Financial Literacy for Kids

Financial Literacy for Kids

Practical money management skills learned at an early age can have a lasting impact on the rest of your child’s life. In fact, this is one of the most important areas where you can truly change the course of their life. Educating your children about financial wellness will help them build healthy spending habits for the future.

Here are some great ways to teach your kids about money.

1. Play Games That Involve Money

One of the best ways to teach a lesson is by doing so without your child even realizing that they are learning. Play games that include a financial element like Monopoly or Life and help them strategize during the game. This will help your child learn the importance of budgeting and planning for the future, all under the guise of play.

2. Make a Wishlist With Your Child

An essential part of financial literacy is creating a set of priorities.
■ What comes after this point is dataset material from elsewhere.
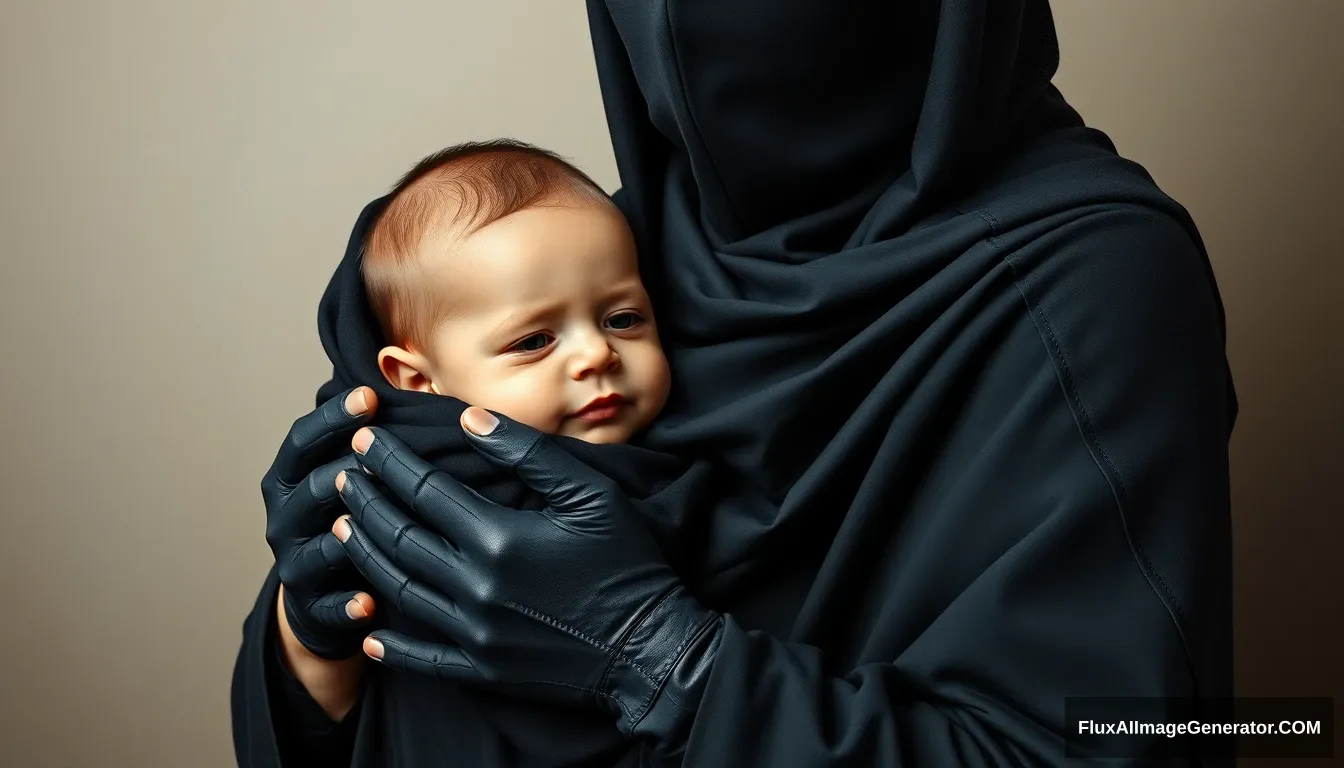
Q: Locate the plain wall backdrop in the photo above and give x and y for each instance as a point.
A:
(178, 180)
We can’t have everything we want all at once, but we can achieve our goals over time if we plan ahead. This is a great lesson that children can learn. Sit down with your child and have them list five things they want. Then have them rank them from most important to least important. Once the list is created, strategize with your child about how they can obtain their wishes

3. Teach While You Shop

Take your child shopping and actively explain your decision-making process. When you arrive at the store, tell your child how much money you have to spend and what your priorities are. Show them why you are picking one item over another and explain things like discounts and coupons. Remember, children will learn from your example. Telling them about budgeting is important, but it’s much more impactful if they see you following a budget yourself.

4. Give an Allowance

Giving an allowance gives children first-hand experience with money. They learn the rewards of careful spending and saving and the risks of making impulsive spending decisions. And those risks are a lot smaller than they will be later in life! Kids also appreciate things that they can buy with their own money.

If you’re wondering how much allowance to give, know there aren’t strict guidelines. Some parents choose to give one dollar for each year of a child’s age. Other parents base their kids’ allowance on work they do around the house — like cleaning, lawn and garden chores, or babysitting younger siblings.